The Joint Commission stated in the July edition of Perspectives that it requires annual testing for fire door and smoke door assemblies alike, despite acknowledging that the healthcare occupancy chapters don’t cite section 7.2.1.15 specifically. (To support the requirement, The Joint Commission noted that Section 18/19.2.2.2.1 references section 7.2.1, and cited a belief that the annual tests are beneficial.)

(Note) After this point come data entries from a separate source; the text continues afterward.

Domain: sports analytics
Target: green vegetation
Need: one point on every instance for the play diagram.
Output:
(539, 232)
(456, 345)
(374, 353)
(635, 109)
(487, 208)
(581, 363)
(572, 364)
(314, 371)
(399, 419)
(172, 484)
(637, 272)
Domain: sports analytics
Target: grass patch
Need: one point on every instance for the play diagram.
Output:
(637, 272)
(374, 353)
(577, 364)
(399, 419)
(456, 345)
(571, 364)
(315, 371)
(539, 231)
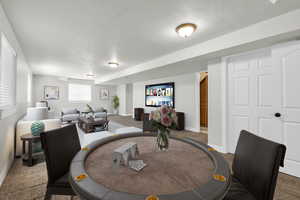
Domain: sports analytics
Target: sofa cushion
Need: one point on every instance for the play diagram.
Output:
(68, 111)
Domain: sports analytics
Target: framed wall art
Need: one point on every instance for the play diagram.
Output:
(104, 94)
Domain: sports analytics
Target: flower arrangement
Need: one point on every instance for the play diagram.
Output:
(163, 119)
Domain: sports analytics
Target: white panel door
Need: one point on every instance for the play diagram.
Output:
(266, 124)
(287, 63)
(251, 100)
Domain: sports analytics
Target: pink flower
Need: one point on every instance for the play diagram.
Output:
(166, 121)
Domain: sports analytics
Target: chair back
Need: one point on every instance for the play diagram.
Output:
(60, 146)
(256, 164)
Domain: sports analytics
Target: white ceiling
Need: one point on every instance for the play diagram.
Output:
(72, 38)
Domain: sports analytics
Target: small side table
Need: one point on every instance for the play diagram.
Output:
(28, 157)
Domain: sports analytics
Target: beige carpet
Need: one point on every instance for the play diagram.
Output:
(29, 183)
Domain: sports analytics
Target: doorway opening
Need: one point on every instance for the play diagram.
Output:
(203, 102)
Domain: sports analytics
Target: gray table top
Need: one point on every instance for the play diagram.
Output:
(92, 181)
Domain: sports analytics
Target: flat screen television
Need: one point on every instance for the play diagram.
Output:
(160, 94)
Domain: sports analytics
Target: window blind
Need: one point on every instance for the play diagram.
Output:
(7, 74)
(80, 92)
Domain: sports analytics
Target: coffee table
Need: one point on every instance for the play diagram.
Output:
(89, 125)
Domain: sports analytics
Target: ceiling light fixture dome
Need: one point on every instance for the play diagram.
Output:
(186, 30)
(113, 64)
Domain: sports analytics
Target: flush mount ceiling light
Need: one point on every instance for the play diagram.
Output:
(186, 30)
(113, 64)
(273, 1)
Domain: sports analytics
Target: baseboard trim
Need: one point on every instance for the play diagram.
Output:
(219, 148)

Keyes adds a word of caution: “The AOs are not locked into complying with everything CMS says or does. The AOs may have standards that exceed what CMS requires.”

That means the guidance in Wright’s memo might not trickle down to the AOs and state agencies that conduct surveys at your facilities, especially considering how widely advertised the original compliance date has been.

“So, I suspect many of the AOs will keep the start date at July 5, 2017, since they are already enforcing that,” Keyes says.

With that in mind, he recommends that all healthcare facilities have their fire doors tested as soon as possible, rather than waiting until the new deadline—because another authority having jurisdiction might keep to the stricter timeline.